NEW YORK — Citigroup's strategy of slimming down and focusing on a few core businesses is paying off.
The New York bank reported third quarter earnings rose 74 percent in the third quarter, to $3.8 billion, due to lower losses from loans and an accounting gain. Its international consumer lending business grew in Asia and Latin America. The bank also decided to keep its credit card partnership with retailers as that business improved.
The improvement in Citi's earnings come as the buildings of financial institutions are being stormed by protesters of the Occupy Wall Street movement. Two dozen people were arrested after they entered a Citibank branch in New York on Saturday and refused to leave.

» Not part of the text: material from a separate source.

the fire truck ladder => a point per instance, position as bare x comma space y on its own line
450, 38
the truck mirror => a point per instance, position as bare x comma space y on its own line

Last week Vikram Pandit, CEO of Citigroup, said he understands the sentiments of the protesters and was willing to meet with them. Citi spokesman Edward Skyler said no one had reached out from the organizers to talk with Pandit yet.
Citi's earnings were better than Wall Street analysts expected. Citi's stock rose 1.4 percent to $28.80 as of 11:15 a.m., even as other banks stocks fell as part of a broad decline on the stock market. Citi is the nation's third-biggest bank measured by assets.
Citi's losses from bad loans fell 41 percent during the quarter to $4.5 billion as defaults fell from its credit card loans for Citi-branded cards. That allowed Citi to add $1.4 billion to its earnings from credit reserves it set aside for deeper losses.
Citi's income also included a $1.9 billion accounting gain related to its credit holdings. The paper gains are related to a drop in the value of banks' liabilities, which have to be recorded as an earnings gain according to accounting rules.
The New York bank earned $1.23 per share and its revenue edged up 1 percent to $20.86 billion.
Excluding the gain, the earnings were equivalent to 84 cents per share. Analysts surveyed by FactSet predicted Citigroup would earn 82 cents per share. Excluding the accounting gain, Citi's revenue fell 8 percent from the same period last year.
The bank's international consumer business increased 10 percent due to growth in Asia and Latin America.
Its North American consumer business fell 9 percent from a year ago due mainly to lower average balances on its credit cards. Revenue in the card business also fell due to regulations that limit the ways banks can increase interest rates and fees.
Citi said it now plans to hold on to its private-label credit card unit, which issues cards in partnership with retail stores. Earlier Citi had said it was planning to either sell or pare down the unit. Pandit said in an internal memo to employees the business earned $2.2 billion so far this year as delinquencies declined.
Citi said its stock and bond trading business was hurt by uncertainty in financial markets due to the debt crisis in Europe and a downgrade of the U.S. government's credit rating in August.
Fixed income revenues fell 33 percent to $2.3 billion, and equity revenue fell 73 percent to $289 million. Investment banking revenue fell 21 percent as fewer companies issued stocks and bonds or made acquisitions.